Run the code cell below.

## Run the cell 
# Create a dictionary of Checkbox widgets for each site
checkboxes = {site: widgets.Checkbox(value=(site == sites_list[0]), description=site) for site in sites_list}

# Function to bundle the checkboxes into a UI component
def create_checkbox_group(checkbox_dict):
    return widgets.VBox([checkbox for checkbox in checkbox_dict.values()])

checkbox_group = create_checkbox_group(checkboxes)

# Widget setup for variable selection
var_dropdown = widgets.Dropdown(
    options= data_2016.columns,
    description = 'Variable: ',
    disabled = False
)

# Button to trigger the plot
plot_button = widgets.Button(description='Plot Data')

# Output widget for the plots
output = widgets.Output()

def on_plot_button_clicked(b):
    with output:
        output.clear_output()
        # Filter selected sites based on the checkbox states
        selected_sites = [site for site, checkbox in checkboxes.items() if checkbox.value]
        
        if not selected_sites:
            print("Please select at least one site.")
            return
     
        data_frames = [globals()[f"data_{year}"].loc[selected_sites, var_dropdown.value].rename(year) for year in range(2016, 2022)]
        data = pd.concat(data_frames, axis=1)
        
        # Transpose to get years as rows for plotting
        data = data.transpose()
        
        # Plotting
        data.plot.bar(rot=0)
        plt.legend(loc='center left', bbox_to_anchor=(1.0, 0.5))
        plt.title(f"How \"{var_dropdown.value}\" Changes Over Time")
        plt.show()

plot_button.on_click(on_plot_button_clicked)
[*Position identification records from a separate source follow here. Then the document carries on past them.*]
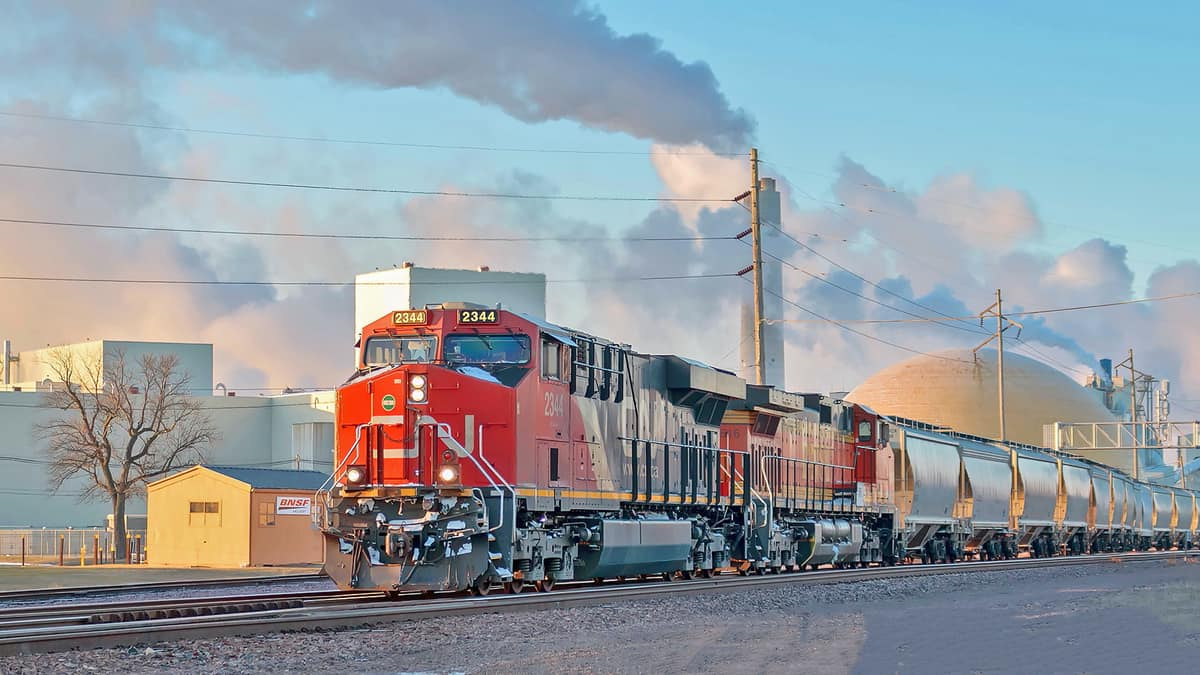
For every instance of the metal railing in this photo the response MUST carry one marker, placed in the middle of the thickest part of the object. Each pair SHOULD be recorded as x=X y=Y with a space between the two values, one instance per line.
x=75 y=548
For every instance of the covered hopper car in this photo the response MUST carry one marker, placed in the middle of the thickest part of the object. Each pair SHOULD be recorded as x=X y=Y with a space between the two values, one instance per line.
x=478 y=448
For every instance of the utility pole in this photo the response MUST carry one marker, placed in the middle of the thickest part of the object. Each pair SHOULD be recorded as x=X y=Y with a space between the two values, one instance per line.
x=1138 y=437
x=756 y=245
x=1000 y=360
x=1002 y=324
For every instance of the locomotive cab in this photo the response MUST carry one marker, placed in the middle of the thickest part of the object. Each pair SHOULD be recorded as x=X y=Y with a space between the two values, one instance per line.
x=424 y=449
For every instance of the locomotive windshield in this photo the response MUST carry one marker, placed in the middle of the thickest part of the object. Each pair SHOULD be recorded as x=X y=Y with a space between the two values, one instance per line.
x=479 y=348
x=387 y=350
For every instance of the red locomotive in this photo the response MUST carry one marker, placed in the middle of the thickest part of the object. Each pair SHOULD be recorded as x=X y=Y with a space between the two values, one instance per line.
x=478 y=447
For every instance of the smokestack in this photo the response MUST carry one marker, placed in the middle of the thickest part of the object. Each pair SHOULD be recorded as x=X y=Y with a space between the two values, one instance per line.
x=7 y=363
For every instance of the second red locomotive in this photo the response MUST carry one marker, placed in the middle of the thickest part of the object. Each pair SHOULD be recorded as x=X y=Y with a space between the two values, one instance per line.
x=477 y=447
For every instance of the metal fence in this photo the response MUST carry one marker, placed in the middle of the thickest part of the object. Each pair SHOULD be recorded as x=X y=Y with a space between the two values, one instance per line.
x=69 y=547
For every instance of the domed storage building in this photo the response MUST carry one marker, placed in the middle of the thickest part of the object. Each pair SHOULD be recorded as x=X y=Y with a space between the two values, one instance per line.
x=955 y=389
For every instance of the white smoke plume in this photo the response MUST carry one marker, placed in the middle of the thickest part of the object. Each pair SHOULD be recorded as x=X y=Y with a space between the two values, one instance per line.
x=946 y=245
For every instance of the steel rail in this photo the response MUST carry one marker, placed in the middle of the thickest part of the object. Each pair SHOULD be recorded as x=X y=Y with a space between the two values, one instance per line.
x=101 y=613
x=42 y=639
x=83 y=591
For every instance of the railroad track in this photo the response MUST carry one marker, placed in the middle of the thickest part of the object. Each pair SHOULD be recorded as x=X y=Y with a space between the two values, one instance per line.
x=84 y=591
x=58 y=628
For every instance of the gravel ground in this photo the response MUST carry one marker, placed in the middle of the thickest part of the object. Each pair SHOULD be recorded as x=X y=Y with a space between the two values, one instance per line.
x=1093 y=619
x=181 y=592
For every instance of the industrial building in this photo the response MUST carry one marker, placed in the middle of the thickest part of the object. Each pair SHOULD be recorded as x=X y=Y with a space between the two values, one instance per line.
x=234 y=517
x=958 y=389
x=288 y=431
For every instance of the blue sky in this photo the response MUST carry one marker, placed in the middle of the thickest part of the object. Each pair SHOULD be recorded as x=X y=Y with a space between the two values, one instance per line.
x=1084 y=113
x=1089 y=107
x=1085 y=107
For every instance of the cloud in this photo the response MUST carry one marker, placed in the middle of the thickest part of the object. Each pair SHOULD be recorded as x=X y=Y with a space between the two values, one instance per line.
x=946 y=245
x=535 y=61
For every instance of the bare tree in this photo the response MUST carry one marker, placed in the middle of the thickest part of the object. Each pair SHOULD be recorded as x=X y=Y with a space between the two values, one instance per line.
x=121 y=425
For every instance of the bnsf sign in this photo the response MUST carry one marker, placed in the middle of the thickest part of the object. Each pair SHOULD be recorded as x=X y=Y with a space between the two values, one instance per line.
x=293 y=506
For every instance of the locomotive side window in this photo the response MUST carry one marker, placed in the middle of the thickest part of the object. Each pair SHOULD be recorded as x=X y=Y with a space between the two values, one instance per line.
x=551 y=360
x=480 y=348
x=388 y=350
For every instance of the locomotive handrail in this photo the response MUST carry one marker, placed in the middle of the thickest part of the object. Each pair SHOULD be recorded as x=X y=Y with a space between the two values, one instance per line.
x=443 y=432
x=507 y=484
x=354 y=448
x=808 y=461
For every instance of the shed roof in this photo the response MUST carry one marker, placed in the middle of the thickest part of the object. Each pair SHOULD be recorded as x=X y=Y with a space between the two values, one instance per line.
x=274 y=478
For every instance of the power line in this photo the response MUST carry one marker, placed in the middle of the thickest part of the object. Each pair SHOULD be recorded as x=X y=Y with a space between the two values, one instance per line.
x=1025 y=312
x=358 y=141
x=856 y=332
x=955 y=203
x=339 y=284
x=814 y=251
x=360 y=189
x=352 y=236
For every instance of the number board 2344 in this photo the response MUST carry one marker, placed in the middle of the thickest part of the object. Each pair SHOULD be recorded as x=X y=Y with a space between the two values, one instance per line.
x=478 y=316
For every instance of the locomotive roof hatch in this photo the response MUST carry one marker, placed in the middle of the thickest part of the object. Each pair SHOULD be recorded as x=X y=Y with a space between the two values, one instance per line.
x=768 y=399
x=703 y=388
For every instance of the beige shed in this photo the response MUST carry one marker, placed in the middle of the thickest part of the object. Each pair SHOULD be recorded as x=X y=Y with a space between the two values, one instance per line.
x=234 y=517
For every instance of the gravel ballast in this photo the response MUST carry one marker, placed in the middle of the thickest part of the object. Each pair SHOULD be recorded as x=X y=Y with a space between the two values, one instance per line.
x=1091 y=619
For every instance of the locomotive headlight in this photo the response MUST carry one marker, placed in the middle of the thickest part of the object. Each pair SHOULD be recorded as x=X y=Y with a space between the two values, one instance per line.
x=448 y=473
x=417 y=392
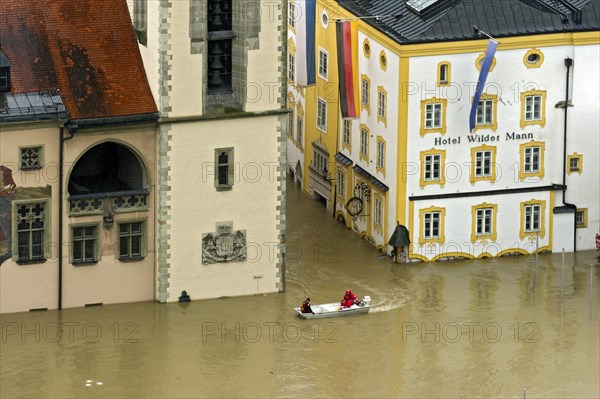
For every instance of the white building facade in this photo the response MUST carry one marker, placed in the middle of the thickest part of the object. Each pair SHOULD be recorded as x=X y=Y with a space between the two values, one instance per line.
x=499 y=189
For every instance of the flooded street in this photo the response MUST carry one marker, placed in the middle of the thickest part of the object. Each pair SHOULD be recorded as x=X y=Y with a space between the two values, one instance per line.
x=487 y=328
# Displaying the UI components
print("Please select site(s) and a variable, then click \'Plot Data\'")
display(widgets.VBox([checkbox_group, var_dropdown, plot_button, output]))

Instructions:

Use the checkboxes to select the states you want to compare.

Use the Variable dropdown menu to select the health indicator you want to analyze.

Click the Plot Data button to generate the bar chart showing the changes in the selected variable over time for the chosen states.

The bar charts generated will display the percentage values of the selected health indicator for the chosen states over the years 2016 to 2021. Each bar represents the percentage for a specific year, and each group of bars represents a different state. The x-axis shows the years, while the y-axis shows the percentage values. This visual format allows for easy comparison of trends and differences in the selected health indicator over time between the states. By analyzing these charts, you can observe how maternal health behaviors and conditions have changed and identify any significant trends or patterns.

Question 4:

Using the interactive tool, select the variable Obese (BMI ≥30 kg/m2) and compare the trends from 2016 to 2021 for Colorado and Pennsylvania. What differences do you observe between these two states over time, and what might these trends suggest about the prevalence and management of obesity among pregnant women in each state?

Type your answer here. Double-click to edit this cell and replace this text with your answer. Run this cell to proceed when finished.


Congratulations! You Have Completed the Notebook!